Certains s’arrêteront là et se diront peut-être qu’il est facile de jeter de la peinture sur une surface et de prétendre qu’il s’agit d’une œuvre. La lecture de tableaux de ce genre est cependant d’un autre ordre et peut être comparée à celle des premiers chapitres de la Genèse, évoquant dans des termes symboliques la création du monde et l’expérience fondamentale de la vie humaine. Cela nécessite de ne pas s’attacher uniquement à la première lecture.

Sachant qu’il s’agit d’une évocation, le spectateur de ce tableau devient acteur dès qu’il s’attache à ce qu’il ressent sur un plan général. Son esprit cherche alors instantanément à qualifier son impression globale, les couleurs, les traces de mouvement ou les jeux de lignes. Son œil habitué à identifier le concret l’amènera à tenter de discerner des formes, des perspectives, éventuellement des points de passage entre les formes ou des zones plus plates. À ce stade de la lecture, l’œil et l’esprit s’accordent pour s’appuyer sur ce qu’ils connaissent et recherchent du sens. Par exemple, une ébauche de globe contenant des masses plus sombres peut évoquer la terre, ou les traits en bas à droite une biche qui se désaltère.

L’artiste, témoin du spirituel

S’établit alors un dialogue à distance entre le peintre et le spectateur, par la médiation de l’œuvre. Mais en matière d’art contemporain abstrait, ce dialogue n’est souvent pas direct, ce qui le rend intéressant. Car l’artiste n’a pas forcément voulu dire quelque chose de précis, il transmet un ressenti personnel. Sa peinture est devenue le support d’une expression qu’il ne maîtrise pas et par laquelle passent des éléments qu’il ne connaît pas. Un psychologue traduirait cette idée en expliquant que son inconscient parle dans sa toile ou à travers les gestes transmis à son pinceau. Un théologien parlerait de la spiritualité qui dépasse ce que l’être humain peut en déceler, voire d’inspiration.

Le fait est qu’à travers un tableau, l’artiste exprime des éléments de lui-même dont parfois il n’a pas conscience. Et symétriquement, le spectateur entre en résonance avec l’œuvre dans des dimensions personnelles ou intimes dont il ne se doute pas. Ce terrain de dialogue par la médiation d’une œuvre d’art est celui de la spiritualité, laïque ou religieuse. Une forme de témoignage s’instaure entre l’artiste et celui qui regarde.

De l’émotion à l’inspiration

Le tableau proposé ci-contre peut ainsi receler un message inconnu de son auteur, qui rapproche l’observateur des premiers chapitres de la Genèse. Comme le marquent les petites pastilles au-dessous, ce qu’on y dis- tingue peut par exemple évoquer le monde, la création animale, la présence humaine derrière laquelle s’inscrit une protection, des passages possibles entre le monde et les cieux, et même un regard troublant de vieillard qui rappelle une figure paternelle.

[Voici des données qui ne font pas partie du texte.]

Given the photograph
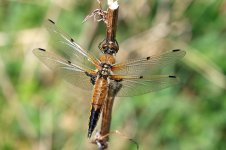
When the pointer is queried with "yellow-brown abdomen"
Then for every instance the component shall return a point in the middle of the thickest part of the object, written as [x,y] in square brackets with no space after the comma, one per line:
[99,95]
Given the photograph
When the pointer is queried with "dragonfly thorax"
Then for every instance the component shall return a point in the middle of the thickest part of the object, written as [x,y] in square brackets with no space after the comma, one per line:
[105,70]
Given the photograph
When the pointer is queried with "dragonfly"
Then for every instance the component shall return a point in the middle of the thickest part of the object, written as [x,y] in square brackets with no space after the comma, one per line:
[95,74]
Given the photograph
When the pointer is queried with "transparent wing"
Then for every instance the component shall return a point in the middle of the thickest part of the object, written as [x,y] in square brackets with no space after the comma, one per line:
[69,48]
[133,86]
[148,64]
[72,73]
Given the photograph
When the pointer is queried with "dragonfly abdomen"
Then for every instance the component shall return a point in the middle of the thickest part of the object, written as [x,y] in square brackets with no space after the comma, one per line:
[99,95]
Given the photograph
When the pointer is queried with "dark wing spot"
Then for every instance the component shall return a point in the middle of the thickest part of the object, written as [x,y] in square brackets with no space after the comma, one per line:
[42,49]
[176,50]
[72,40]
[172,77]
[51,21]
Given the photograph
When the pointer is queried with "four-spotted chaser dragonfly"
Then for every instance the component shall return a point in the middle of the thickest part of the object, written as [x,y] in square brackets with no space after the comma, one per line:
[90,73]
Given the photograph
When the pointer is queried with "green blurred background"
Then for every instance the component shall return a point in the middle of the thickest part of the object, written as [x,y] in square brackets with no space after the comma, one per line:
[39,111]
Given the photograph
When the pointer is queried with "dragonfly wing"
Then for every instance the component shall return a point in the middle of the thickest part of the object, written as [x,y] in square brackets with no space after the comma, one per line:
[133,86]
[148,64]
[69,48]
[72,73]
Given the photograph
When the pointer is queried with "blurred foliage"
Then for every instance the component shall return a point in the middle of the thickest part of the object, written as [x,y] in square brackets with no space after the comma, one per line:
[39,111]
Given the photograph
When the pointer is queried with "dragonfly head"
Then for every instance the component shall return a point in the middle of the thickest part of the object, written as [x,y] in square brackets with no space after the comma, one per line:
[109,47]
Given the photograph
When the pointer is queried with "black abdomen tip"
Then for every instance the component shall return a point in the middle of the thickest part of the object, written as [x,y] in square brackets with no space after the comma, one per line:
[94,116]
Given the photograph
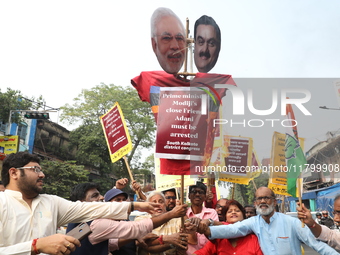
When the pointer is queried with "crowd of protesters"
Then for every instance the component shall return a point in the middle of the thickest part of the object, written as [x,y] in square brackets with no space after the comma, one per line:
[29,220]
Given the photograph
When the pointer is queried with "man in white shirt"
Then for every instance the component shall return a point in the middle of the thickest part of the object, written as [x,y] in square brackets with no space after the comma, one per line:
[28,220]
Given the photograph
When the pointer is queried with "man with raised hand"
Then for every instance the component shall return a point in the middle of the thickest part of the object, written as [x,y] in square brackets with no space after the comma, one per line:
[322,232]
[278,234]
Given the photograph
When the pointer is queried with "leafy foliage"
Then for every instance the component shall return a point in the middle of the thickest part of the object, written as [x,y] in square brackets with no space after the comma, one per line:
[61,177]
[13,100]
[89,137]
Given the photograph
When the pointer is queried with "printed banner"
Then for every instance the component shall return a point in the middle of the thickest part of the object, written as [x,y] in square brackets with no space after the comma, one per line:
[277,168]
[116,133]
[238,161]
[182,123]
[9,144]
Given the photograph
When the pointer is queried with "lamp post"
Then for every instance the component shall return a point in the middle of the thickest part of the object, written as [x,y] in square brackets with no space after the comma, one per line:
[328,108]
[30,115]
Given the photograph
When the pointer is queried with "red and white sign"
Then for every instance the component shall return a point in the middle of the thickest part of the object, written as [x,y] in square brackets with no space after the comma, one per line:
[116,133]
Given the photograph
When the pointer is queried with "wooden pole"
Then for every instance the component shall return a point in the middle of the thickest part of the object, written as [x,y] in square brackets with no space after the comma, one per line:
[300,197]
[130,173]
[233,191]
[182,198]
[283,204]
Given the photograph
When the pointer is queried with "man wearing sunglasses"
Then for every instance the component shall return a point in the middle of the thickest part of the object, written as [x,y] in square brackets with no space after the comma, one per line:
[323,233]
[170,199]
[197,195]
[278,234]
[28,219]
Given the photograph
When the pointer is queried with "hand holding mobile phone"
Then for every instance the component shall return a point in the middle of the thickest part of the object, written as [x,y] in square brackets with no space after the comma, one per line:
[80,232]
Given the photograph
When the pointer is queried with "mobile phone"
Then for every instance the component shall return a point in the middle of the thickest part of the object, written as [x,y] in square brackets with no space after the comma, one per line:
[81,231]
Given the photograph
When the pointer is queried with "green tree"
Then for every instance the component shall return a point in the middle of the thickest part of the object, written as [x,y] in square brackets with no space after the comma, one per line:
[61,177]
[14,100]
[89,137]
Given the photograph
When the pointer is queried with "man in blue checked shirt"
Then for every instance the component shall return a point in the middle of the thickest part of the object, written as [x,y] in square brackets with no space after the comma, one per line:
[278,234]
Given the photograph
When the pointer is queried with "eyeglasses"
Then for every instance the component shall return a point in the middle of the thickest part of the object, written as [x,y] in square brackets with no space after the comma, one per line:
[266,199]
[201,192]
[336,213]
[34,168]
[167,38]
[171,197]
[219,206]
[211,42]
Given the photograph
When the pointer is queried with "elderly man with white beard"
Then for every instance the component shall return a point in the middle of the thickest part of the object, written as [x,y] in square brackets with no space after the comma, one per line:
[277,233]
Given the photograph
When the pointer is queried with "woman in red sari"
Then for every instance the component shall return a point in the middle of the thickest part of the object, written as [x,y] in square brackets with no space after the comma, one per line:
[247,245]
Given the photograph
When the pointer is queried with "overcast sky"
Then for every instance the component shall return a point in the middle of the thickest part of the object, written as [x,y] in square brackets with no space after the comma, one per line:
[57,48]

Ces indices inspirent souvent aux enfants en catéchèse des impressions personnelles concernant la Création, la bénédiction ou le sentiment de protection qu’ils peuvent éprouver. Leurs découvertes lancent instantanément des débats sur la spiritualité et offrent aux jeunes comme aux adultes la possibilité de relier ces sujets majeurs de la Genèse à des émotions personnelles ou la révélation d’une intimité qu’ils n’avaient jusque-là pas pu formuler. Sans forcément le vouloir, le peintre a servi de passeur de sens et ouvert un chemin spirituel. C’est le propre de cet art si peu académique.